From New England and New Mexico to Florida and even Bermuda, photographers, birdwatchers and scientists are thrilled by these rare winter visitors from northern boreal forests.
Pine grosbeaks use their feet and bills to climb and grab food, and when these tame finches move south, they can often be seen in town parking lots feeding on crabapples. The birds come in a variety of plumages. Near the U.S.-Canadian border, one encounters mainly immatures and females. Because male pine grosbeaks (above) tend to stay closest to the breeding grounds, they are highly sought after by birders in irruption years.
THIS WINTER, A TRIP TO BROOKLYN'S Green-Wood Cemetery might have had birdwatchers thinking they were in Northern Canada. Cardinals, chickadees and other regular avian denizens now were competing with noisy, pushy flocks of birds rarely encountered in the borough: small, chirping finches sporting vivid streaks and patches of black, yellow, rose and red. Binoculars and cameras at the ready, birders crowded around feeders and beneath seed-bearing trees hoping to spot species they may never have seen in their lives.
Scenes such as this were common across much of eastern North America this winter, thanks to an ongoing continentwide phenomenon known to scientists as a finch “superflight.” Unlike the familiar pattern of bird movement called migration—tied to regular, seasonal changes in day length and an accompanying, predictable change in food availability—a superflight is much more spontaneous. It occurs only when supplies run low of the fruits and tree seeds eight boreal forest finch species feed on—spurring the birds to flock south of their traditional range in search of food. (Some years, just a few species head south in a so-called “irruption;” it is only when all eight move that you get a superflight.) This winter’s spectacular superflight has been captivating birdwatchers with boreal finches in regions as far flung as New Mexico, Florida, and even Bermuda, and mobilized one birder community to begin tracking finch movements to learn more and ensure that future generations also will be able to experience the sight.
“There has always been a huge amount of interest in these winter finches from birders across the continent,” says ornithologist Matt Young, founder of the new Finch Research Network (FiRN), a national nonprofit dedicated to studying and conserving the birds and their habitats. Today, as climate change threatens to disrupt the far northern habitats where boreal finches breed, he adds, “it is more crucial than ever to study and conserve the birds.”
Seeds—or rather, seed shortages—are what spark superflights. Inhabitants of ecosystems where temperatures can plunge to minus 60 degrees, all of these finch species must feed frequently. They depend on the seeds of birch, alder, ashes, conifers and other trees along with berries. Yet seed production by many of these trees is highly unreliable.
Scientists say the alignment of several food-related factors likely caused this winter’s superflight. During 2019 and into early 2020, the finches benefitted from a glut of food thanks to large seed crops supplemented by an ongoing outbreak of a tree-eating pest called the spruce budworm, an insect that several of the finch species also feed on. This bounty of food in turn led to high rates of breeding success, in essence a finch baby boom. This winter, a bust in tree fruit and seed abundance forced millions of the birds to seek meals elsewhere.

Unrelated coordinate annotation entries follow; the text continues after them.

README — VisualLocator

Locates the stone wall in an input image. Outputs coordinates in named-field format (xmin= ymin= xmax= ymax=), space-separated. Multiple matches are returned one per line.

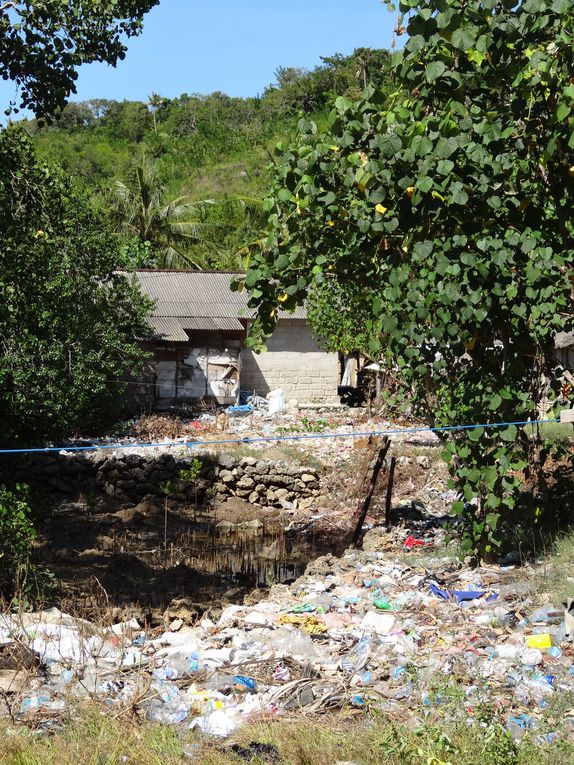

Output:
xmin=241 ymin=319 xmax=339 ymax=404
xmin=13 ymin=449 xmax=321 ymax=507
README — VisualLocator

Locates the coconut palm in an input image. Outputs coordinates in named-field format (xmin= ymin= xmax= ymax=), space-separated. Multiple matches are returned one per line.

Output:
xmin=110 ymin=155 xmax=214 ymax=268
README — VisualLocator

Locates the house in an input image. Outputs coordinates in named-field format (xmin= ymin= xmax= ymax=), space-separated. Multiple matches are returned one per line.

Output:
xmin=130 ymin=269 xmax=339 ymax=409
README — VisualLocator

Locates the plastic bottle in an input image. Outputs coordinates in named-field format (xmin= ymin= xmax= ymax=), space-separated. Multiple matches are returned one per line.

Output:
xmin=341 ymin=636 xmax=371 ymax=673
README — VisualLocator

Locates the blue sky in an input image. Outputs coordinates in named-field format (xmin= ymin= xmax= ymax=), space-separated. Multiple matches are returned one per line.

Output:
xmin=0 ymin=0 xmax=395 ymax=114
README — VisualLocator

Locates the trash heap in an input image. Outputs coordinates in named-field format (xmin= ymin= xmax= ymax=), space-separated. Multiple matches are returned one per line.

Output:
xmin=0 ymin=550 xmax=574 ymax=742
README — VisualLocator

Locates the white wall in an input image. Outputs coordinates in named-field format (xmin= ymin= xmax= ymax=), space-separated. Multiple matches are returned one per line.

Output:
xmin=240 ymin=319 xmax=339 ymax=404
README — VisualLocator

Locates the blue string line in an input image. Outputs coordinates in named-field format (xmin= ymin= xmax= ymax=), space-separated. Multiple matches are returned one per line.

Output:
xmin=0 ymin=419 xmax=560 ymax=455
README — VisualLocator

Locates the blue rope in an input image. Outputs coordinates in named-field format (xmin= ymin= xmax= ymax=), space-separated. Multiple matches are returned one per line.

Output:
xmin=0 ymin=419 xmax=560 ymax=455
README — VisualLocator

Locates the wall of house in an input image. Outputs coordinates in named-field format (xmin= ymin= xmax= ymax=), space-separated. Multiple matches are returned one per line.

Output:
xmin=241 ymin=319 xmax=339 ymax=404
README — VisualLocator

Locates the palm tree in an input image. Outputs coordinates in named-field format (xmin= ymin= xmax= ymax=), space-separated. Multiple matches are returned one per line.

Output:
xmin=110 ymin=154 xmax=215 ymax=268
xmin=147 ymin=93 xmax=167 ymax=135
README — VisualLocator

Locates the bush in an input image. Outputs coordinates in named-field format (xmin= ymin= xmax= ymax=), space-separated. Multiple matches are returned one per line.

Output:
xmin=0 ymin=484 xmax=36 ymax=599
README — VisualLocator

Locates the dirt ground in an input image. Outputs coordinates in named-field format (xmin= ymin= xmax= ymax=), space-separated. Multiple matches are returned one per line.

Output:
xmin=30 ymin=438 xmax=454 ymax=621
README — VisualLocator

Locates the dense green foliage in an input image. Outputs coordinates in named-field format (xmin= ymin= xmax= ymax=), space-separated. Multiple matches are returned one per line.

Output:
xmin=245 ymin=0 xmax=574 ymax=553
xmin=0 ymin=0 xmax=159 ymax=117
xmin=0 ymin=484 xmax=35 ymax=598
xmin=0 ymin=129 xmax=153 ymax=444
xmin=20 ymin=49 xmax=389 ymax=269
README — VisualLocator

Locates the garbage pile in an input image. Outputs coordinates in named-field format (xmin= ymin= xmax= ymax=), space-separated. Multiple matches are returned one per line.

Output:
xmin=0 ymin=550 xmax=574 ymax=741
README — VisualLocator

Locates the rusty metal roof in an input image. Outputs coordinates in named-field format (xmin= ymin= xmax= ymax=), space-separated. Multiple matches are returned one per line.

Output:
xmin=134 ymin=270 xmax=307 ymax=320
xmin=148 ymin=316 xmax=243 ymax=343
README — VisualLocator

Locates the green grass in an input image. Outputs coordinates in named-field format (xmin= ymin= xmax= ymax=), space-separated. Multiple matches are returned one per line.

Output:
xmin=535 ymin=532 xmax=574 ymax=606
xmin=0 ymin=697 xmax=574 ymax=765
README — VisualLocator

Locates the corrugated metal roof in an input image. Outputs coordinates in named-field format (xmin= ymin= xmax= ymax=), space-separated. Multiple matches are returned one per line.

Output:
xmin=148 ymin=316 xmax=189 ymax=343
xmin=148 ymin=316 xmax=243 ymax=343
xmin=134 ymin=270 xmax=307 ymax=320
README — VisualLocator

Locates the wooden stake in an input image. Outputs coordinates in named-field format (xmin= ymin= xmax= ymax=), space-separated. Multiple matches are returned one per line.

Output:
xmin=351 ymin=436 xmax=390 ymax=547
xmin=385 ymin=457 xmax=397 ymax=526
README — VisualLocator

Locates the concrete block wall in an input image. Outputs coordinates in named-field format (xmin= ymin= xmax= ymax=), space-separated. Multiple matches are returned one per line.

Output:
xmin=240 ymin=319 xmax=339 ymax=404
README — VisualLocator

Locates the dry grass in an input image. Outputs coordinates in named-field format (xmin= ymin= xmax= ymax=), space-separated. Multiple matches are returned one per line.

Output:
xmin=0 ymin=706 xmax=574 ymax=765
xmin=535 ymin=532 xmax=574 ymax=606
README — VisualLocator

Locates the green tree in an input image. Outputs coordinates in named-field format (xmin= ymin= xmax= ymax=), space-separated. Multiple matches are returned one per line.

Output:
xmin=109 ymin=155 xmax=212 ymax=268
xmin=238 ymin=0 xmax=574 ymax=554
xmin=0 ymin=129 xmax=150 ymax=445
xmin=0 ymin=0 xmax=159 ymax=117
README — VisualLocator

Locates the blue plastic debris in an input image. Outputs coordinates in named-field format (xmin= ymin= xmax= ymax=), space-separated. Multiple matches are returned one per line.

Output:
xmin=429 ymin=582 xmax=498 ymax=603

The superflight of 2020-2021 has brought chittering flocks of streaky pine siskins to Bermuda while raspberry-dipped purple finches and handsome evening grosbeaks traveled as far south as Florida, according to records collected by Cornell University’s eBird citizen science database. In towns across New England and the Upper Midwest, red and white-winged crossbills took up residence in conifer trees while tubby pine grosbeaks feasted on whatever berries they could find—sometimes in such unexpected locations as schoolyards and Dunkin Donuts parking lots. New reports still show common redpolls and their pale cousins, hoary redpolls, showing up in huge numbers and in new locations south of their typical wintering range; some birders are calling it “redpoll fever.”

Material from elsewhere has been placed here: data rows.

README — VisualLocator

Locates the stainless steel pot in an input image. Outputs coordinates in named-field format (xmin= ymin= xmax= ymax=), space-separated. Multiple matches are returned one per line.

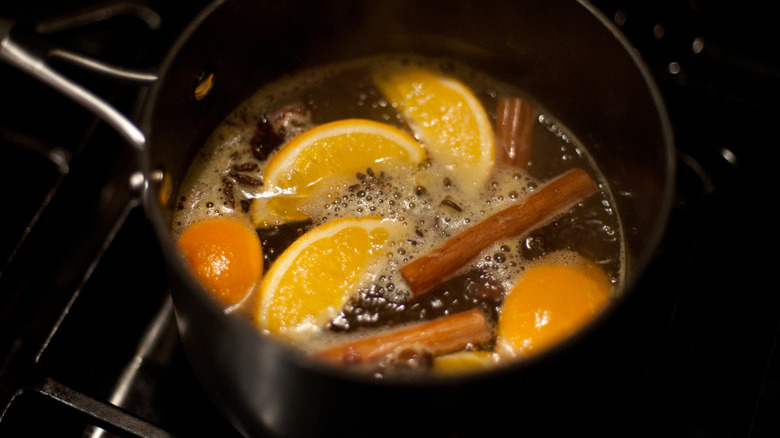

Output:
xmin=0 ymin=0 xmax=674 ymax=436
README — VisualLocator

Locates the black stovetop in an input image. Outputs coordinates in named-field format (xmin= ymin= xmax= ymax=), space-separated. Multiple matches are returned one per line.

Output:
xmin=0 ymin=0 xmax=780 ymax=438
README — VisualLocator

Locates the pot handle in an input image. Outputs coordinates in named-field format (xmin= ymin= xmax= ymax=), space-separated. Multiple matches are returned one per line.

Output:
xmin=0 ymin=17 xmax=151 ymax=151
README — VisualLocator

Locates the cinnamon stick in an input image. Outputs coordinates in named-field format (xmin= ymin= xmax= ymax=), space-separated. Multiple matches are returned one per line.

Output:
xmin=315 ymin=309 xmax=492 ymax=363
xmin=496 ymin=97 xmax=534 ymax=169
xmin=400 ymin=169 xmax=596 ymax=298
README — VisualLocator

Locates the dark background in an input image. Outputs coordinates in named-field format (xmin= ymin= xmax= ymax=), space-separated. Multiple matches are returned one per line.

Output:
xmin=0 ymin=0 xmax=780 ymax=438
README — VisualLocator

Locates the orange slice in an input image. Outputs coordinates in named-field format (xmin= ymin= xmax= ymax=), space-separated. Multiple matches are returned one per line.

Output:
xmin=255 ymin=217 xmax=402 ymax=338
xmin=374 ymin=69 xmax=495 ymax=194
xmin=496 ymin=255 xmax=611 ymax=357
xmin=433 ymin=351 xmax=496 ymax=376
xmin=253 ymin=119 xmax=426 ymax=227
xmin=179 ymin=219 xmax=263 ymax=306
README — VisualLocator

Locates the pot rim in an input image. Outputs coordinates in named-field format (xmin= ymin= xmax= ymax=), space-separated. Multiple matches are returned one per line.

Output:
xmin=139 ymin=0 xmax=676 ymax=387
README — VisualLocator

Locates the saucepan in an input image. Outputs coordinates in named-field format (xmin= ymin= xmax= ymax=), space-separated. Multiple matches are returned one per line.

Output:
xmin=0 ymin=0 xmax=674 ymax=436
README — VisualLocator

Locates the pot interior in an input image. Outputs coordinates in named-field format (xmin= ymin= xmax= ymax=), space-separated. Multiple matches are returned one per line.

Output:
xmin=137 ymin=0 xmax=674 ymax=433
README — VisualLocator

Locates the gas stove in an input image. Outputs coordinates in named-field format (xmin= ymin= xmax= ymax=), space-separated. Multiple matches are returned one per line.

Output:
xmin=0 ymin=0 xmax=780 ymax=438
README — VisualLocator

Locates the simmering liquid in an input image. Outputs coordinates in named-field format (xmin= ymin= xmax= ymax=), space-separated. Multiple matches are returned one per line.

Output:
xmin=173 ymin=56 xmax=624 ymax=374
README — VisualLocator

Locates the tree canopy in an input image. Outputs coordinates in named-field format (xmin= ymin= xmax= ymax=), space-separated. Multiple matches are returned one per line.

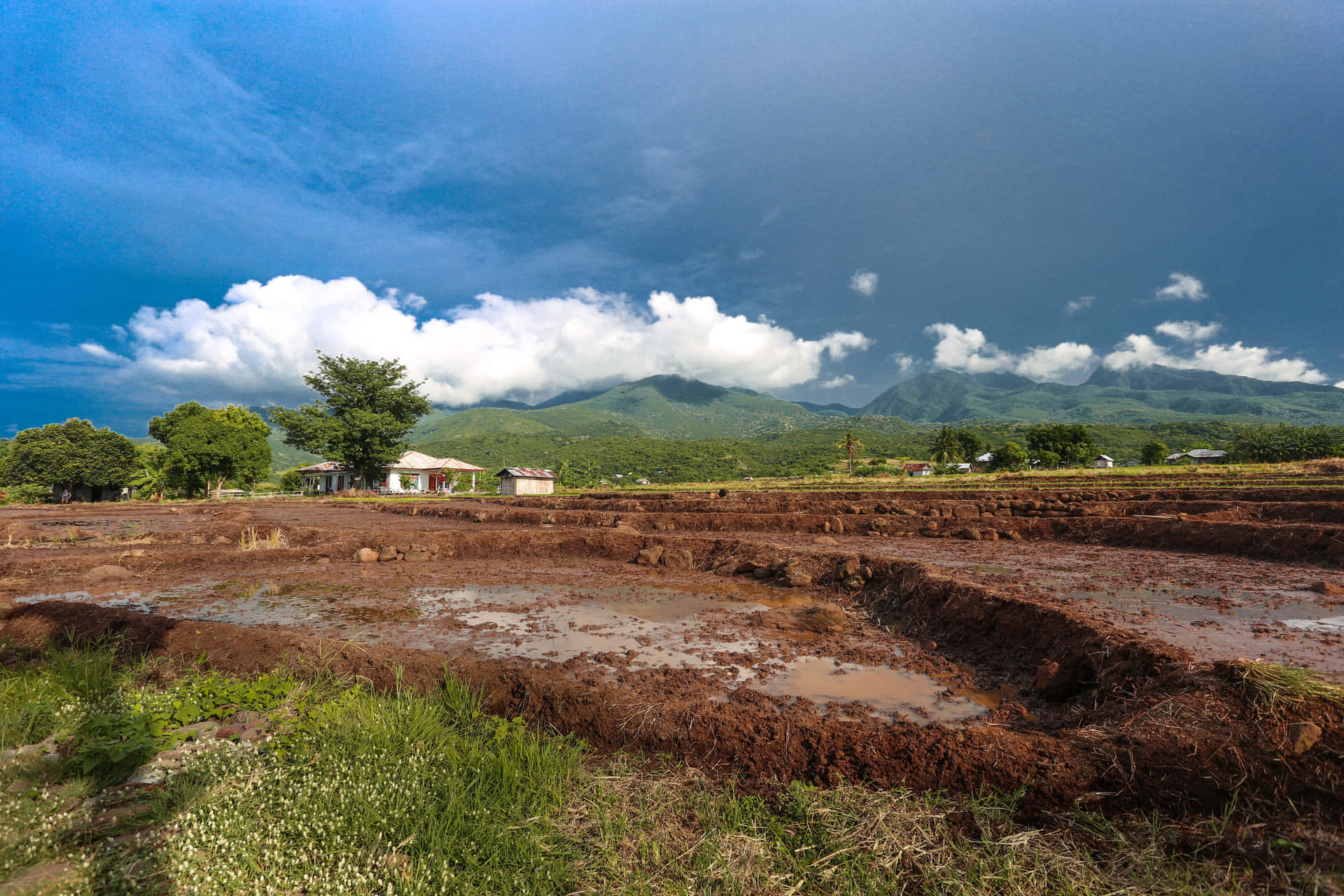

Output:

Winter finch irruptions have long been a major event in the birdwatching community, thanks in part to veteran naturalist Ron Pittaway, who in 1999 founded the Winter Finch Forecast, which predicts the birds’ annual flights and has popularized finches beyond the world of ornithology. Building on that effort this winter, birders and ornithologists across the country are collaborating through FiRN to document, study and protect the charismatic songbirds from threats such as climate change and habitat destruction. The network also works to help new birders learn to identify finches, acts as a news source for finch-related science and encourages naturalists to document encounters with the birds. It is also the new host for the Winter Finch Forecast, managed by Tyler Hoar since Pittaway’s retirement in 2020. And FiRN is fundraising to support students and launch studies on focus species, including the red crossbill, evening grosbeak and a trio of mountaintop species called the rosy-finches.
As winter begins to wane and the weather warms, the southward spread of the finches will soon come to an end. But keep your eyes and ears open a little longer, advises Young, and you might still be lucky enough to see some of the birds as they head back north to their boreal homes.